Chemicals and Breast Cancer

Christina Applegate, Sheryl Crow, Kylie Minogue, Robin Roberts… What is one common thread among all these gorgeous ladies?? They are all breast cancer survivors.

The increasing number of breast cancer cases arises from our lifestyle and our environment we live in. There is a lot of research which is ongoing to join the dots of environmental pollution with chemicals and growing number of cancer cases.

Let’s discuss how chemicals can affect our smooth running life with just some exposure to it.

We are exposed to several natural and synthetic chemicals over our lifetime. There are many ways that our body can be exposed to chemicals- it could be air we breathe, the food we eat, the beverages we drink or products we apply to our skin. All women need to be aware of what they are coming in contact with to make sure it is not a breast cancer causing virus.

Since the last 30 years, breast cancer rates have increased by nearly 20 percent in USA and the usage of chemicals in the environment is going up significantly.

A major source of breast cancer is the exposure to chemicals found in environment. According to the Centers for Disease Control and Prevention (CDC), an environmental chemical is a chemical compound present in air, water, food, soil, dust or other items such as consumer products. People are exposed to thousands of these naturally occurring and synthetic chemicals over a lifetime—in the home, the workplace and the natural environment.

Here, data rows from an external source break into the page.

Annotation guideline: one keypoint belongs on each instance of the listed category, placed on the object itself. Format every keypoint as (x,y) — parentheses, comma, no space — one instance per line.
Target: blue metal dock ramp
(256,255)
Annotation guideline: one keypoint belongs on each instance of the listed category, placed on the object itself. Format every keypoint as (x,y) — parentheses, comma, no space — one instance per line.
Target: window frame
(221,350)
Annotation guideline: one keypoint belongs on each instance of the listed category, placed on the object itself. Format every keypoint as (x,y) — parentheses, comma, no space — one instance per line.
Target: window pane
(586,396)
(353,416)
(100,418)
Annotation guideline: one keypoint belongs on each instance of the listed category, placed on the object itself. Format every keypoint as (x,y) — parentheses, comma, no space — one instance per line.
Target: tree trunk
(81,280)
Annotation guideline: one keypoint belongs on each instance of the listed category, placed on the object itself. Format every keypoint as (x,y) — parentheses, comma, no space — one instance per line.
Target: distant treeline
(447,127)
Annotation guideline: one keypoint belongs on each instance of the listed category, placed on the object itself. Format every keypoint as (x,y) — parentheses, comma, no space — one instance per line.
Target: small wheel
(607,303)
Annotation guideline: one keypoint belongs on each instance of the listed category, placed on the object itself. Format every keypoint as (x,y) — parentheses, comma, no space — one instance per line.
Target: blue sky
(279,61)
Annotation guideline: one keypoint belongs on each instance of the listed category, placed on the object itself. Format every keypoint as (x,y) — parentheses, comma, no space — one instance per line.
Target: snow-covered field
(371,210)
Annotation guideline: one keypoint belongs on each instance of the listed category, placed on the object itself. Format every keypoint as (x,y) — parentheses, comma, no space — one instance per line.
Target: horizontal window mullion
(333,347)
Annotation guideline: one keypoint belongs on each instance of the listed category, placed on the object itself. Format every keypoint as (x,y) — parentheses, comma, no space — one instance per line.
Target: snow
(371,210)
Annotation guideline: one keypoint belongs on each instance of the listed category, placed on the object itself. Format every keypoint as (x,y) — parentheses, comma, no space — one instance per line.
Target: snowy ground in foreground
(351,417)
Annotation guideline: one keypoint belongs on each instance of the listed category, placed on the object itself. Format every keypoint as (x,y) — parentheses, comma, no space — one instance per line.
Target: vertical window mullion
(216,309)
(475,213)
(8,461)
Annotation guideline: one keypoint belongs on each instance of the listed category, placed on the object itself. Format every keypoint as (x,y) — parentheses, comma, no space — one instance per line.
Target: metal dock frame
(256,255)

Let’s jot down a few chemicals which may be associated with breast cancer-

Dichlorodiphenyltrichloroethane (DDT) – Research shows that there is a connection of cancer cases with direct and excessive contact of DDT.

Parabens  – These are chemicals commonly used as preservatives in many cosmetic products, including makeup, moisturizers, and hair care products, and shaving creams/gels. Parabens have been found in breast tissue and breast cancers.

Phthalates are commonly used to hold color and reduce brittleness in nail polish and hair spray. They’re also a component of many personal care and cleaning product fragrances. Phthalates are considered as a hormone disruptor.

The time has come to be aware of what we are doing to our bodies and make informed decisions as to what we buy and what we consume in order to live a healthy life.